Beef brisket has long occupied the premier position among barbecue aficionados. People love its tenderness, juiciness and authentic smoky flavour. The only problem is that it can be pricey. That leads to the inevitable question: Is there anything that tastes just as good without robbing you of your entire paycheck? We found two very tasty and appealing alternatives that we’re sure you will love.
Also made of beef, chuck roll comes from the shoulder of the steer and contains a great deal of desirable connective tissue. During the slow cooking barbecue process, these tough membranes are transformed into the soft gelatin that leads to that moist, tender taste on the tongue. To accomplish the successful barbecuing of a chuck roll, first, wrap it in a double layer of heavy-duty aluminium foil. Place it in the oven and cook at 275°F for five hours. This step locks the moisture in. After removing the foil, smoke the chuck roll for an additional four hours to bring out a melt-in-your-mouth smoky flavour that can’t be beaten.
Carving chuck is a bit more challenging than carving brisket because chuck contains more muscle tissue. The key is to locate two distinct muscle bundles and then, using a sharp slicing knife, cut between them while the meat is still tied with twine. Split the roll into two halves, rotating both so that they are cut side down. Then simply cut against the grain into thin strips that are crispy and smoky on the outside and tender and flavorful on the inside.
Similar to beef brisket, its pork cousin consists of two sides. The left “lean” end comprises part of the pig’s belly and is actually quite fatty, whereas the left portion is made from the picnic (part of the pork shoulder) and is actually leaner. Cooking pork brisket involves first rubbing the meat with salt and pepper. Some people also prefer to add sugar to the rub. Then smoke the meat until it is tender enough to pull off the bone. Some of the best pork brisket cooks swear that the tenderest and juiciest result can be obtained by removing the skin before placing the meat into the smoker, still leaving a layer of fat to lock in the moisture just as you would do with the fat cap on a beef brisket. Smoke at a minimum of 250°F up until the last few minutes. Then increase the temperature to 300°F to yield the desired crispy exterior.

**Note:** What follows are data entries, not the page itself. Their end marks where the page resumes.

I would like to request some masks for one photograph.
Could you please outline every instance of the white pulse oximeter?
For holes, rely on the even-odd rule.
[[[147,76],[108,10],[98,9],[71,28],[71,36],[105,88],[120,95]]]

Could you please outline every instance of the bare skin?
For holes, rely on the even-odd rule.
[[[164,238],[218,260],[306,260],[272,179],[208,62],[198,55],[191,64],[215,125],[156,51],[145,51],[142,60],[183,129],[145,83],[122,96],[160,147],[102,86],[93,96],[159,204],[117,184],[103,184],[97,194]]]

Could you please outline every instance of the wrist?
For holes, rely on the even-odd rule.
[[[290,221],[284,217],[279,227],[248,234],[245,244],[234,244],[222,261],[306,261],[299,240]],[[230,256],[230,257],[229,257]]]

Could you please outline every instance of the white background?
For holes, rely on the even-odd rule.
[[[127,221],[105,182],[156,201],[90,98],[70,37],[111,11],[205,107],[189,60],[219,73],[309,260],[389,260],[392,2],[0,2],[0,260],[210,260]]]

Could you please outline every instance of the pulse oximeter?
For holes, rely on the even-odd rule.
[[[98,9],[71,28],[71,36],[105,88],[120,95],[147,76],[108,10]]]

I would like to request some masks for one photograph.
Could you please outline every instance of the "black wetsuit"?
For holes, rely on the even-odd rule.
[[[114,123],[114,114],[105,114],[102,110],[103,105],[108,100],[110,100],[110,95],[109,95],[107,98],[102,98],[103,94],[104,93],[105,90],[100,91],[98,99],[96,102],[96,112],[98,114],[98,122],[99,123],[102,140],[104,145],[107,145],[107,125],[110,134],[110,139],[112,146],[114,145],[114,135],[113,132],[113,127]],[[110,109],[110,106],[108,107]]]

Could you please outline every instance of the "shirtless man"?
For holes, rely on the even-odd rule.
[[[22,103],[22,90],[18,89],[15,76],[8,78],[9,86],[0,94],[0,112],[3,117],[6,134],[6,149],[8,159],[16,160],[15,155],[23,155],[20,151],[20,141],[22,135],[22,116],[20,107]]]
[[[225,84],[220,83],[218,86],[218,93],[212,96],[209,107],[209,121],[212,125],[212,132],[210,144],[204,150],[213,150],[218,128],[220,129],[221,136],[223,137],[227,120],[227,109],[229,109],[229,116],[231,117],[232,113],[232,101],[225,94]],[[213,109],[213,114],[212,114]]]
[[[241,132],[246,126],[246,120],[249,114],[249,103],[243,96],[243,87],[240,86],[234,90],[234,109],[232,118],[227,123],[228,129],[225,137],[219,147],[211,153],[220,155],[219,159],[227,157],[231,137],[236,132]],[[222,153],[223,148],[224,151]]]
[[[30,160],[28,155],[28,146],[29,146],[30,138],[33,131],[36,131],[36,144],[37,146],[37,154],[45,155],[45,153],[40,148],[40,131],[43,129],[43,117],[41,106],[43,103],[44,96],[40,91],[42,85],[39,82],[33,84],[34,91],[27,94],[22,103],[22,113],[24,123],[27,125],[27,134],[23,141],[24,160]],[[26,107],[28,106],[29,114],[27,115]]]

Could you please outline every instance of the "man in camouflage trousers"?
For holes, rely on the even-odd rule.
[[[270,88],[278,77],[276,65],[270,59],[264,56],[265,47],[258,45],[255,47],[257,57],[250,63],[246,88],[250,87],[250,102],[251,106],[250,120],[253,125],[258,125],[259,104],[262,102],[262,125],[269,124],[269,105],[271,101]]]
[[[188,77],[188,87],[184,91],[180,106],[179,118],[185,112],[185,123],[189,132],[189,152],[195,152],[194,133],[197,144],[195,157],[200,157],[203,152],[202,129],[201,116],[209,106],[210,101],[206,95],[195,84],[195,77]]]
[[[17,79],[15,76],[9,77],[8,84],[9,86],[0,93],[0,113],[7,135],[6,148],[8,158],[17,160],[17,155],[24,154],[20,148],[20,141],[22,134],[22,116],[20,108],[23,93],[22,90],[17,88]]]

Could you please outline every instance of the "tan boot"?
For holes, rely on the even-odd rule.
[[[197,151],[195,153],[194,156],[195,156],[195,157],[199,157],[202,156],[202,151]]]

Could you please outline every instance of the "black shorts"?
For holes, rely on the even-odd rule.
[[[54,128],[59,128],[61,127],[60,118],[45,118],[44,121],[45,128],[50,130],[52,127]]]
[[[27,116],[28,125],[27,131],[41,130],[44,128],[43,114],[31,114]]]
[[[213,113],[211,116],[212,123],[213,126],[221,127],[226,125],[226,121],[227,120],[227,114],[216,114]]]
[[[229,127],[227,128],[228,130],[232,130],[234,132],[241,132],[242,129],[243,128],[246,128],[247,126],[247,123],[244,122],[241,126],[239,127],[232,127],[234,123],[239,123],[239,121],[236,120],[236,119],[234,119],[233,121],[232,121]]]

Cooking pork brisket is a relatively easy process, but carving can be more complicated. This cut of meat contains many more muscles than you will find in its beef counterpart. Furthermore, each cut has its own grain. Therefore, you should separate all of the cuts in order to slice against the grain. Furthermore, it is important to remove the fat that lies between the muscles to avoid laborious trimming later.
If you plan to invite a crowd of hungry people to your backyard and want to fire up the smoker but don’t have tons of coins in your pocket, do not despair. While beef brisket may be at the top of many people’s barbecue lists, it is not the only viable competitor. Offer your guests a plateful of either of these substitutes, and they are sure to go home with full bellies and nothing but praise for your mastery at the smoker.